Ce qui pose le plus de problème, c’est d’envisager qu’il puisse exister différents domaines de réalité. L’homme occidental, pétris par la mentalité scientifique moderne, a appris à ne considérer comme réel que ce qui se voit, ce qui tombe sous les « sens », ou ce qui lui « apparaît ». Et quand il part à la recherche de l’origine des choses ou des phénomènes, il le fait en explorant l’espace le plus loin possible, ou en tentant de remonter le temps, le plus loin possible aussi. Le résultat de ses recherches débouche sur des théories qui changent régulièrement au fil des décennies. Quelqu’un a dit : « la science moderne n’est qu’un cimetière de théories ».
Pour les anciens sages d’extrême orient, l’origine des phénomènes n’est pas à rechercher dans les phénomènes eux-mêmes, aussi macro ou microscopiques qu’ils soient. Chercher dans le monde une origine au monde, c’est comme chercher sur la circonférence le centre du cercle : on est condamné à tourner en rond. Le centre n’est pas sur la circonférence. Mais il en est à l’origine. Sans le centre pas de circonférence, et sans circonférence pas de cercle. Le point fait la circonférence et du même coup le cercle. Mais sans le point, pas de circonférence ni de cercle. L’origine des phénomènes qui constituent ce que l’on nomme le monde n’est pas de ce monde.
L’origine de ce qui nous apparaît est « au delà » de ce qui nous apparaît. D’un point de vue traditionnel, l’origine est identique au Principe. Et le Principe de ce qui se manifeste à nous, appartient à un autre domaine de réalité, à une réalité « tout autre ». Si je trace un cercle sur une feuille de papier : le cercle ne peut exister sans la circonférence, et la circonférence sans le centre. D’autre par le point ne peut pas exister sans la feuille sur la quelle il est posé ; mais la feuille n’est pas le cercle. Elle est au-delà de lui. Mais sans elle, le cercle ne peut se manifester, ne peut « exister ». Ainsi en va-t-il de tous les phénomènes de ce que nous appelons la nature. Ils n’ont aucune réalité par eux-mêmes, mais n’existent que par une réalité qui les dépassent et qui fait qu’ils sont ce qu’ils sont. De même la feuille de papier ; elle n’a de réalité que par l’espace qui lui permet d’être ce qu’elle est. Une feuille de papier, c’est de l’espace en forme de feuille. Que la feuille soit là ou non ne dérange en aucune façon l’espace. Que nous dessinions ou non un cercle sur la feuille n’affecte ni la feuille, ni l’espace. Ainsi chaque individualité humaine est à ce qui le dépasse, ce que le cercle est à la feuille, et la feuille même à l’espace, et l’espace à…

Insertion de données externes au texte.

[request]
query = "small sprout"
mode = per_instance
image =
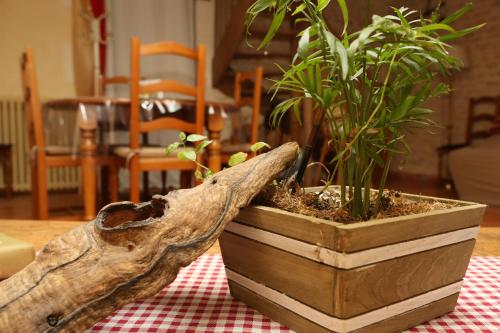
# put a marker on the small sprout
(237, 158)
(259, 145)
(202, 145)
(198, 174)
(195, 138)
(171, 148)
(187, 155)
(208, 173)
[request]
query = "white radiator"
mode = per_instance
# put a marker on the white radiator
(13, 130)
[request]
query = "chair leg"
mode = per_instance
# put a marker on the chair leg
(163, 182)
(145, 184)
(134, 172)
(186, 178)
(8, 173)
(113, 181)
(34, 192)
(42, 190)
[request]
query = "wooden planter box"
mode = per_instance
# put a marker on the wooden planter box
(382, 275)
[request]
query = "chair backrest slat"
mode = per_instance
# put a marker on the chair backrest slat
(31, 99)
(168, 47)
(167, 85)
(474, 117)
(167, 122)
(138, 87)
(106, 81)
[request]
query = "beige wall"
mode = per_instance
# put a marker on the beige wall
(46, 27)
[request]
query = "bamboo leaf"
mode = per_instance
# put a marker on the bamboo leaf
(458, 14)
(303, 44)
(273, 28)
(322, 5)
(345, 14)
(460, 33)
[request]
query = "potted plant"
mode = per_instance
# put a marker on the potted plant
(373, 274)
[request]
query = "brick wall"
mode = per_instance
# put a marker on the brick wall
(480, 78)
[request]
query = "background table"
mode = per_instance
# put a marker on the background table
(116, 110)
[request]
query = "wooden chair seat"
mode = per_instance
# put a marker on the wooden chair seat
(145, 152)
(235, 148)
(59, 150)
(44, 157)
(139, 157)
(247, 96)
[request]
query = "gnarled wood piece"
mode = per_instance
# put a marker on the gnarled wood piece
(130, 251)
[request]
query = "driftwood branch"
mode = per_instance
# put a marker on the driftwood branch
(130, 251)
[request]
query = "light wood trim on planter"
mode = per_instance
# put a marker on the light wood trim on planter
(351, 260)
(298, 323)
(344, 325)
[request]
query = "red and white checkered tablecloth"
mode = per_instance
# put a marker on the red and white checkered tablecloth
(199, 301)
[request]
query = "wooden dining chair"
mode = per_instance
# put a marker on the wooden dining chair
(137, 158)
(42, 156)
(247, 92)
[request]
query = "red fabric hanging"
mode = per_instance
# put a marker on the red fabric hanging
(98, 8)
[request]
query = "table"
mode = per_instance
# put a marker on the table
(214, 294)
(88, 125)
(199, 301)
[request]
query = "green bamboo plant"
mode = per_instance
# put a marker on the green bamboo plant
(368, 86)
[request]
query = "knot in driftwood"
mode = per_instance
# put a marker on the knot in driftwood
(129, 251)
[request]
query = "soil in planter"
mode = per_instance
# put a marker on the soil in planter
(327, 205)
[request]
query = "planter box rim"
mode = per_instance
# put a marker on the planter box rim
(463, 205)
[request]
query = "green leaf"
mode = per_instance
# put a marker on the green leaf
(436, 26)
(345, 14)
(202, 145)
(187, 155)
(303, 44)
(458, 14)
(322, 5)
(299, 9)
(273, 28)
(259, 145)
(171, 148)
(237, 158)
(337, 47)
(460, 33)
(195, 137)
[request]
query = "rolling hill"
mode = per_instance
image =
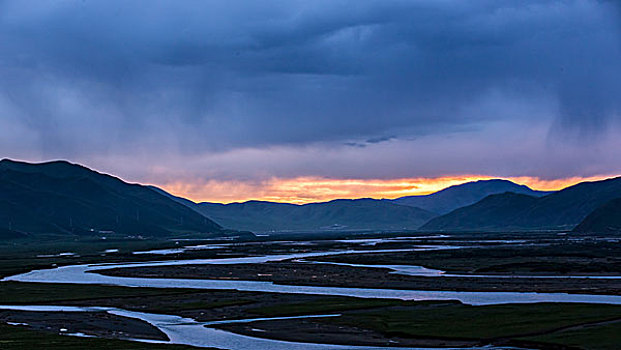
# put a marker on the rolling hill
(561, 210)
(458, 196)
(63, 198)
(260, 216)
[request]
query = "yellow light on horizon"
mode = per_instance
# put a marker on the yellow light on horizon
(303, 190)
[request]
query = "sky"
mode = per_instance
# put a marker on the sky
(313, 100)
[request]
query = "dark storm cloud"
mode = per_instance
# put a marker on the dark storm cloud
(107, 77)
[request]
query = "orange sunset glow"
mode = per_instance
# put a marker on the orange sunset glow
(314, 189)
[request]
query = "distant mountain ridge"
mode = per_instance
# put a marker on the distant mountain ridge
(260, 216)
(465, 194)
(562, 210)
(63, 198)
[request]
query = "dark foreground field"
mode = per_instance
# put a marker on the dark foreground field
(380, 322)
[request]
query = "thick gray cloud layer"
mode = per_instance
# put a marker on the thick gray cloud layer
(97, 79)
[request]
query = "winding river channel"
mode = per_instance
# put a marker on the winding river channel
(190, 332)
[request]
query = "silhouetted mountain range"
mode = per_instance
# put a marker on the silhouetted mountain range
(562, 210)
(60, 197)
(458, 196)
(337, 214)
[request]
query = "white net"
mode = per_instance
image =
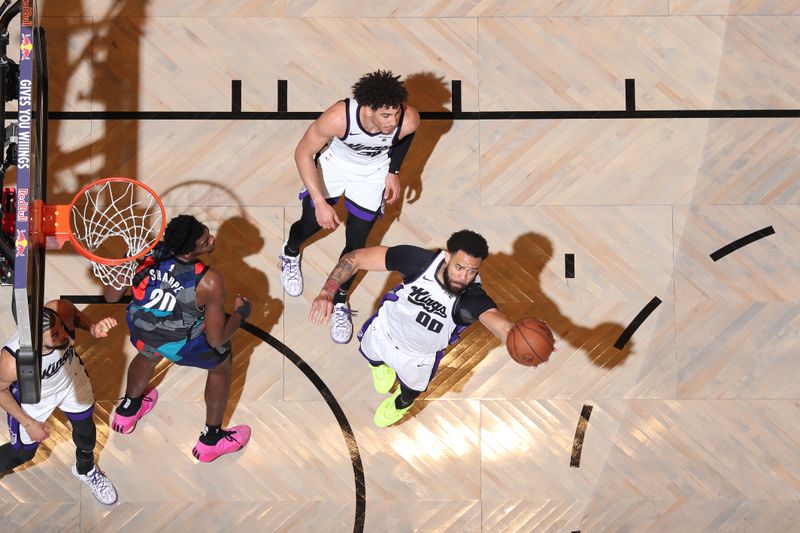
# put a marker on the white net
(116, 221)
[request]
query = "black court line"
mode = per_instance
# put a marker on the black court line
(630, 95)
(313, 377)
(428, 115)
(580, 433)
(283, 95)
(569, 265)
(744, 241)
(236, 96)
(638, 321)
(455, 96)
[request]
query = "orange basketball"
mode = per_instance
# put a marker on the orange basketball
(530, 342)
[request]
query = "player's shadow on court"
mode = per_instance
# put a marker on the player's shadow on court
(112, 52)
(237, 239)
(514, 282)
(427, 92)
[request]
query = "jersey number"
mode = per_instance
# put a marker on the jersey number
(430, 323)
(163, 301)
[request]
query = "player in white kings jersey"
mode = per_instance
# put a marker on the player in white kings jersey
(65, 384)
(441, 295)
(367, 138)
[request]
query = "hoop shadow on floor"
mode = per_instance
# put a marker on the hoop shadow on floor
(513, 281)
(237, 238)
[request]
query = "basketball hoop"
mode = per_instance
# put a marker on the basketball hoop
(113, 222)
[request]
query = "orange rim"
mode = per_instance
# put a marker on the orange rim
(108, 260)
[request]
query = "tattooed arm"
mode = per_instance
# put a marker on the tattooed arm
(373, 258)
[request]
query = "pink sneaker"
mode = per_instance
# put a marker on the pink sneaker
(126, 424)
(235, 438)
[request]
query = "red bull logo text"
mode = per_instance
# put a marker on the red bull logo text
(22, 205)
(26, 46)
(21, 243)
(27, 13)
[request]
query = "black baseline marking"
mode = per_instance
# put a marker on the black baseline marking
(569, 265)
(236, 96)
(457, 113)
(283, 95)
(638, 321)
(455, 95)
(427, 115)
(630, 95)
(325, 392)
(580, 433)
(744, 241)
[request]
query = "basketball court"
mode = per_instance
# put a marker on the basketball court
(625, 161)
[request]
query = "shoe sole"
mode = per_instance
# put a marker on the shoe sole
(119, 428)
(197, 454)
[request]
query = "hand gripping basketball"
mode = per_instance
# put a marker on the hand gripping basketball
(244, 308)
(530, 342)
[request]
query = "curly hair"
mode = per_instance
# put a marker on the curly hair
(380, 89)
(182, 233)
(469, 242)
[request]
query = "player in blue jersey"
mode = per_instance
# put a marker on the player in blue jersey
(177, 313)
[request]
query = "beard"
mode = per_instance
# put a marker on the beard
(449, 287)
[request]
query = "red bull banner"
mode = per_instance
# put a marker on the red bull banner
(24, 145)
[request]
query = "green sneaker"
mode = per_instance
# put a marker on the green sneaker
(387, 413)
(383, 378)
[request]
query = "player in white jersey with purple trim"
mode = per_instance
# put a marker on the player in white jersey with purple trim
(441, 295)
(367, 138)
(65, 385)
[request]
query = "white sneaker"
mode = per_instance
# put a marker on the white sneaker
(102, 488)
(342, 324)
(291, 277)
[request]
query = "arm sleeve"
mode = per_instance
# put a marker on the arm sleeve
(472, 303)
(410, 261)
(398, 153)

La capacité à rentrer dans ce point de vue traditionnel est le défi que relèvent nos étudiants qui rentrent en première année. Je leur souhaite une confiance sereine pour faire ce chemin qui, s’appuyant sur la remise en question de leurs idées reçues, leur permettra de s’ouvrir à des perspectives de conscience aptes à faire rentrer en eux la lumière si peu présente en ces temps d’obscurité collective que les hindous nomment « Kali Yuga » (âge sombre).